A company cannot truly transform without innovating a new business model and the transformation of a company, done well, sets off a surge of innovations throughout the enterprise.
When Howard Schultz returned as CEO of Starbucks he knew he had to transform the entire business model and culture (the way we do things around here) to pull it out of a vicious downward cycle. He fundamentally changed the business from a ubiquitous coffee chain focused on the velocity of sales to a global lifestyle company that reignited the passion for quality and the commitment to human connection. To do that he had to help the company open up innovations in sourcing, social media, technology, customer service and product development (to name a few). As the company moved to transform its business model and culture, a surge of innovations began to spring up, for example:
- MyStarbucksIdea.com – a social media platform/online community that empowers customers to create, vote and discuss ideas for improving the Starbucks experience. Nearly 75,000 ideas were submitted in less than six months after its launch.
- VIA Instant Coffee – a product innovation that ‘reinvented a commodity’ and expanded the company’s reputation for being the coffee authority in a new, untapped market
Starbucks is now in a virtuous cycle of continuous transformation and innovation. If you look at companies that are winning in their field you will see this same virtuous cycle. We could bring up the particulars of Apple as another great example but you already know the Apple story.
Now it is important to note that the Transformation & Innovation dance is best set to music of Depth & Duration.
Depth:
There are three levels of depth for both transformation and innovation.
There is “Surface Presentation” – looking better, branding differently, telling a better story. Going deeper, there is “Basic Performance” – improving the way you are organized and executing or improving the basic performance of what you offer, i.e., a fundamentally better technology. Finally there is “Deep Transformation” – making a ‘whole system’ change “of” the enterprise (not just a program change “in” the organization), and a game changing total redesign of the customer experience (think of the integrated iPod, iPhone, iPad system that turned multiple industries on their heads).

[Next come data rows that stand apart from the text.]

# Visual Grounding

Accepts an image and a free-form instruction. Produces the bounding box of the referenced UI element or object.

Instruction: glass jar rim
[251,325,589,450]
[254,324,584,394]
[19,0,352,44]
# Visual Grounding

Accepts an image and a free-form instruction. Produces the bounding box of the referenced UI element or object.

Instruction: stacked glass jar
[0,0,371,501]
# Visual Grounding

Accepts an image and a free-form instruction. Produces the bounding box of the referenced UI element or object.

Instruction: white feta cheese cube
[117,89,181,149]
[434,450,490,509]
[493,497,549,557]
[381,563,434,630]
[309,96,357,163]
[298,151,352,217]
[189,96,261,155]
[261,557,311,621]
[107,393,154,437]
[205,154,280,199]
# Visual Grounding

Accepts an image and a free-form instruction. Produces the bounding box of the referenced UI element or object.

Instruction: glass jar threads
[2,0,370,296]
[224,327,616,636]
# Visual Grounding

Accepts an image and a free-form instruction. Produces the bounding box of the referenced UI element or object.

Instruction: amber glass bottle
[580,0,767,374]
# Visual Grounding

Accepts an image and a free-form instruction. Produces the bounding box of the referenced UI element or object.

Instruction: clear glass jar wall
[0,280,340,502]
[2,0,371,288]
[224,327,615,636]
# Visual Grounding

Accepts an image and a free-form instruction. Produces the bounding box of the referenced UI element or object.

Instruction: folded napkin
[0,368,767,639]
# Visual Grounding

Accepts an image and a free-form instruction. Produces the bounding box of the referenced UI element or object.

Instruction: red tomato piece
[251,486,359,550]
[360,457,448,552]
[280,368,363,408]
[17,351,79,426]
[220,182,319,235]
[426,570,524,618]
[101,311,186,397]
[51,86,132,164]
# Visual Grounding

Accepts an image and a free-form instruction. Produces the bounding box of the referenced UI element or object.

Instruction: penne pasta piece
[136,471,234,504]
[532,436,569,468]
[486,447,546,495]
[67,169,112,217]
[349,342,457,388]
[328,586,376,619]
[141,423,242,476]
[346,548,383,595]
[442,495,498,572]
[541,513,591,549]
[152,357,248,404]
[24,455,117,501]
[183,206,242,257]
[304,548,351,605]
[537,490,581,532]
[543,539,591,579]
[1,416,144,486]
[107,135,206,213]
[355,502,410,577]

The Depth Challenge – Don’t settle for “surface change” or even “performance improvement,” go for “deep transformation” in both changing the enterprise and creating innovations you bring to the market. This means you have to go for it. As they say, you can’t cross a chasm in two leaps.
Duration:
You can make a lot of positive changes quickly but true transformation and innovation requires staying with it for the long haul. With transformation, there is an initial break-thru period that sets the new direction in motion. But to truly manifest the full power of the transformation there must be a commitment to continuous transformations. And if there is not a rippling effect throughout all aspects of the enterprise for long periods of time, it is unlikely the break-thru transformation will take hold. The gravitational pull of the status quo has defeated many enterprise break-thru plans that failed to make a complete change “of” the enterprise.
This same long-term view thinking holds true for innovation. One trick pony innovations may make a brief splash but the real innovation, that changes the game in your favor, depends on building a long-term series of disruptive innovations, innovations that redefine the marketplace (again… iPod, iPhone, iPad). There is an axiom in Silicon Valley that says: “the faster you have to go to market with new innovations, the further out you have to think”.
“Leaders of the future will be ones who know the dance of Transformation & Innovation and can teach it to all of their people.”